Desgraciadamente, como ocurre también en cuestiones políticas
y morales, el control de los medios por parte de diversos intereses económicos
(y, ojo, la diferencia entre unos intereses u otros es simplemente su mayor
o menor alcance, no su validez cognitiva), conduce a que se primen ciertas
supersticiones y falsedades e influyan sobre la conciencia popular (a pesar
de lo que sostienen algunos autores, sigo considerando al conocimiento como
el método subversivo más eficaz). De esa manera, ese apetito
por lo maravilloso que mencioné al principio del texto queda cubierto
de manera cuestionable, no por las maravillas que debe aportarnos la ciencia.
Desgraciadamente, el combate contra la superstición no se realiza desde
la educación, más bien todo lo contrario, por lo que los resultados
pueden ser determinantes en los críos, los cuales son obviamente crédulos
por su condición (y tienen que serlo, ya que al no tener capacidad
de discernimiento deben fiarse del criterio de personas adultas, para lo bueno
y tantas veces para lo malo). No hay diferencia entre la credulidad que muestra
un niño acerca de un Papá Noel o la que tendrá si un
adulto le asegura cualquier disparate sustentado en la fe. El niño
tiene esa condición "crédula" por necesidad, siendo
su principal nutriente los adultos que le rodean, ya que posteriormente deben
convertirse en personas desarrolladas con capacidad para desenvolverse en
una sociedad basada en el conocimiento. Ese desarrollo del niño, por
supuesto, no se produce de golpe, sino gradualmente. Sin embargo, si bien
la candidez confiada es buena y saludable en un niño, puede llegar
a convertirse en una credulidad enfermiza y reprobable en un adulto. Sin ánimo
de entrar con rigor en el terreno psicológico, es posible que la persistencia
en los adultos de la credulidad esconda un deseo de recuperar las seguridades
y comodidades perdidas en la niñez. Hay que recordar las palabras de
otro gran escritor y divulgador científico, Isaac Asimov: "Inspecciónese
cada una de las muestras de la pseudociencia y se encontrará una manta
de seguridad, un pulgar que chupar, una falda que agarrar".
Lo que en la infancia puede ser virtud, una credulidad necesaria para su desarrollo
y la ulterior autosuficiencia, puede llegar a ser patológico en el
adulto, siendo blanco fácil para toda suerte de charlatanes y pseudociencia.
Tal y como afirma Richard Dawkins, las facultades críticas que debe
tener la persona desarrollada se producen a pesar de esas inclinaciones de
la niñez, no debido a ellas: "Necesitamos sustituir la credulidad
automática de la niñez por el escepticismo constructivo de la
ciencia adulta". Hay que aclarar que los calificativos de "ingenuo"

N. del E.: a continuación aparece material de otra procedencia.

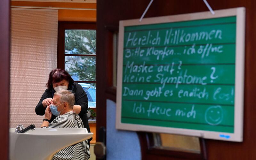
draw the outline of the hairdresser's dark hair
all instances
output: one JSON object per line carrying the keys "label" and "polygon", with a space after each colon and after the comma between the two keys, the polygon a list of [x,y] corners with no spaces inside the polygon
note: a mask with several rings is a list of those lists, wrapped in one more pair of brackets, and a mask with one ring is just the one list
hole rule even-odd
{"label": "hairdresser's dark hair", "polygon": [[49,74],[49,79],[46,86],[49,89],[53,89],[53,83],[58,82],[63,80],[68,82],[69,86],[74,83],[74,80],[67,72],[60,68],[54,69]]}

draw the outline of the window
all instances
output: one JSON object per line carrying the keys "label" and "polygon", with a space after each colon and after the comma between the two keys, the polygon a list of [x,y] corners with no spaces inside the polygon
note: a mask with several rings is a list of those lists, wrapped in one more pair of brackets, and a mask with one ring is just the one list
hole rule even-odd
{"label": "window", "polygon": [[57,67],[64,68],[96,107],[96,30],[95,23],[60,22]]}

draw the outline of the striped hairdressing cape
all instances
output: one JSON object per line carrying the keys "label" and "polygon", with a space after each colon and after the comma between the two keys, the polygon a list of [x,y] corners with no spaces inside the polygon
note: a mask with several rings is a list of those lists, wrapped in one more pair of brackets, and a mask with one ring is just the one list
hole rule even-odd
{"label": "striped hairdressing cape", "polygon": [[[84,126],[79,116],[72,111],[57,117],[48,127],[84,128]],[[52,160],[87,160],[90,157],[89,146],[86,140],[61,149],[54,155]]]}

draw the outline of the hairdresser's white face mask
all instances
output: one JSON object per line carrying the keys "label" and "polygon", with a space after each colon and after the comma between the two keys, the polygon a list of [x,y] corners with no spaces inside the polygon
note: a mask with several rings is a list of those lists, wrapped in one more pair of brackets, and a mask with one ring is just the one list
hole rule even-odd
{"label": "hairdresser's white face mask", "polygon": [[56,87],[54,88],[54,90],[56,92],[59,91],[62,89],[65,89],[67,90],[68,89],[68,82],[67,82],[67,84],[66,86],[59,86]]}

o "crédulo" no son estrictamente aplicables a los niños.
Son algunos adultos los verdaderamente crédulos, cuando creen cualquier
cosa que oyen o leen, a pesar de que contradiga lo que antes han oído
o leído. Sin embargo, hay otra actitud devastadora originada en la
infancia que se da cuando se combina una credulidad temprana con la actitud
opuesta, el tozudo mantenimiento de una creencia. Si la educación debería
estar dirigida a crear personas libres y responsables, su desvirtuación
controlada conduce a esa nefasta combinación entre credulidad y dogmatismo.
Como decían aquellos viejos jesuitas, los cuales eran plenamente conscientes
de la labor que realizaban: "Dadme al niño durante sus primeros
siete años, y os devolveré al hombre".